Raison pour laquelle, finalement, je pense que le titre de mon article convient parfaitement à la grandeur de cette œuvre magistrale.

L’écriture de Portante ressemble au long cri d’un violoncelle.

Il s’est glissé dans et sous la peau des personnages. Il leur a emprunté leur âme.

Il raconte autant le frontalier, ainsi que les frontaliers que la frontière et les frontières. Les vérités qu’il nous balance à la gueule font mal, parce qu’elles sont tristement exactes.

Il est arrivé à Differdange avec sa famille, alors que sa famille aurait aussi bien pu s’établir à Uckange. De ce côté si de la frontière, on travaille encore un peu dans la sidérurgie, de l’autre côté plus du tout. Sa famille a, sans le savoir, fait le bon choix, celui de poser ses bagages au Luxembourg.

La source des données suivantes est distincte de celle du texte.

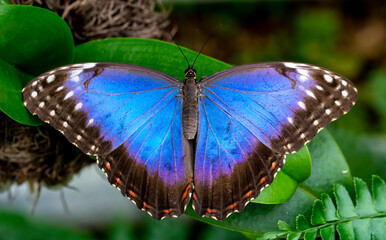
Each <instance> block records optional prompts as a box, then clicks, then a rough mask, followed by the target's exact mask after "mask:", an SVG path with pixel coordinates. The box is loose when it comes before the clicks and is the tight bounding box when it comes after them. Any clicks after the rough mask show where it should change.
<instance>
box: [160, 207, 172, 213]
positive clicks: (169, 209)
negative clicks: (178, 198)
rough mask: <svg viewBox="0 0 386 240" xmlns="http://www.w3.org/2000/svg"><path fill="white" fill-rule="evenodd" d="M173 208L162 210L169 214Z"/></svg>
mask: <svg viewBox="0 0 386 240" xmlns="http://www.w3.org/2000/svg"><path fill="white" fill-rule="evenodd" d="M172 210H173V209H172V208H170V209H167V210H162V212H164V213H166V214H169V213H170V212H171V211H172Z"/></svg>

Jean Portante se dit que lui aussi aurait pu être un Frontalier.

Son père et son grand-père ont eu faim, ce qui les a poussés à quitter l’Italie. Ils ont regardé les autres manger, ces autres qui les regardaient avec dédain.

Les mains de son père sont devenues toutes calleuses à force de serrer pelles et pioches. Le soir, les nuits, ces mêmes mains dispensaient des carasses à son épouse.

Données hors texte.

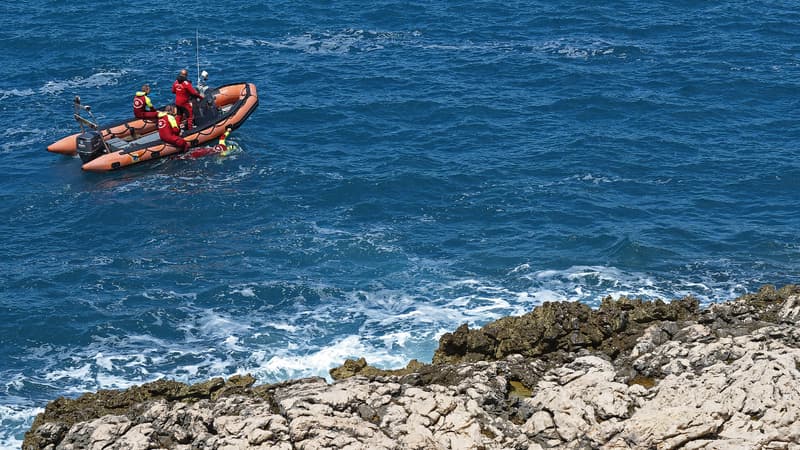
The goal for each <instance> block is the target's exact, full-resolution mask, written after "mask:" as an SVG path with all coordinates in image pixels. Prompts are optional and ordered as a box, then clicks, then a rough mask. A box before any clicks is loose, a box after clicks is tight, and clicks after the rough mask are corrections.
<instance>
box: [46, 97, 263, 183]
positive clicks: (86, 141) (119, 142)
mask: <svg viewBox="0 0 800 450" xmlns="http://www.w3.org/2000/svg"><path fill="white" fill-rule="evenodd" d="M192 101H193V102H195V103H193V109H194V113H195V117H194V125H195V126H194V128H192V129H191V130H187V131H185V132H184V133H183V134H182V136H183V138H184V139H185V140H186V141H188V142H191V143H192V146H193V147H194V146H198V145H202V144H205V143H207V142H209V141H213V140H215V139H217V138H219V137H220V136H221V135H222V134H223V133H225V130H226V129H227V128H231V129H236V128H238V127H239V126H241V125H242V123H244V121H245V120H247V118H248V117H249V116H250V114H252V113H253V111H255V109H256V107H257V106H258V92H257V91H256V86H255V85H254V84H252V83H238V84H227V85H224V86H220V87H218V88H209V89H207V90H206V91H205V98H204V99H203V100H201V101H197V100H192ZM82 112H87V113H88V114H89V115H90V116H91V108H89V106H85V105H81V103H80V98H79V97H76V98H75V120H77V121H78V123H80V124H81V133H76V134H73V135H70V136H67V137H64V138H62V139H59V140H58V141H56V142H54V143H52V144H50V146H48V147H47V151H50V152H53V153H61V154H64V155H75V154H77V155H78V156H80V158H81V160H82V161H83V170H89V171H93V172H105V171H109V170H116V169H121V168H123V167H126V166H130V165H132V164H137V163H140V162H142V161H148V160H151V159H156V158H163V157H165V156H169V155H174V154H176V153H180V152H181V149H178V148H177V147H174V146H172V145H170V144H166V143H164V142H162V141H161V139H159V137H158V127H157V125H156V121H154V120H152V121H151V120H142V119H132V120H128V121H125V122H122V123H117V124H114V125H110V126H107V127H99V126H97V125H96V124H95V123H94V122H93V121H92V120H89V119H87V118H85V117H83V116H82V114H81V113H82ZM93 118H94V117H93V116H92V119H93ZM212 145H213V143H212Z"/></svg>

Aujourd’hui le corps de son père est rongé par une pieuvre noire et goudronneuse qui lui bouffe progressivement tous les organes.

Et puis il y a Cattenom et ses nuages. Finalement si cette grosse merde nucléaire éclate, peu importe de quel côté de la frontière nous vivrons, ce sera à notre tour de mordre la poussière, basta.

Lorsqu’en été sa famille allait passer des vacances sur la Méditerranée, en Italie, sa mère disait toujours qu’ils rentraient au pays, alors que son père disait qu’ils allaient passer des vacances au pays. Ils ne sont jamais rentrés vivre au pays, l’Italie, ils allaient seulement profiter du bon air marin, de la nourriture plus saine.

Tous les jours des Frontaliers de France, d’Allemagne, de Belgique passent la frontière pour venir travailler chez nous. Ils passent souvent des heures assis au volant de leur voiture. Ils sont volontaires, mais aussi forcés de le faire. Pour manger mieux peut-être, pour avoir à moins se priver !

Portante, dans sa pièce, invite également Khalid, Hassan, Moussa, Mohammad, Aylan. Aylan on l’a ramassé sur une plage à Bodrum en Turquie, il était un poisson mort recraché par la mer, son frère on ne l’a pas ramassé, sa mère non plus. La mer ne les a pas recrachés, elle les a avalés. Ces personnages sont tous d’origine syrienne, également à la recherche d’un peu de bonheur, fuyant les atrocités qui se déroulent dans leur pays.

«Frontalier» de Jean Portante et Frank Hoffmann, dans une mise en scène de Frank Hoffmann, sur scène Jacques Bonnaffé. Musique et effets sonores de René Nuss, costumes de Denise Schumann, lumières de Zeljko Sestak, assistante à la mise en scène Natalia Sanchez, stagiaire Pauline Cano. Cette œuvre a reçu le soutien de l’Institut Français.

Le soir de la première Jean Portante a confié à un couple d’admirateurs que son texte n’aurait jamais pu être mieux servi que par l’acteur Jacques Bonnaffé. 

Le texte «Frontalier» de Jean Portante a été publié dans la nouvelle collection de textes dramatiques Theatr/e chez Hydre Editions.

Prochaines représentations : Les 22, 23 et 26 mars à 20 heures à l’Atelier du Théâtre National du Luxembourg au 166, avenue du X Septembre à Luxembourg.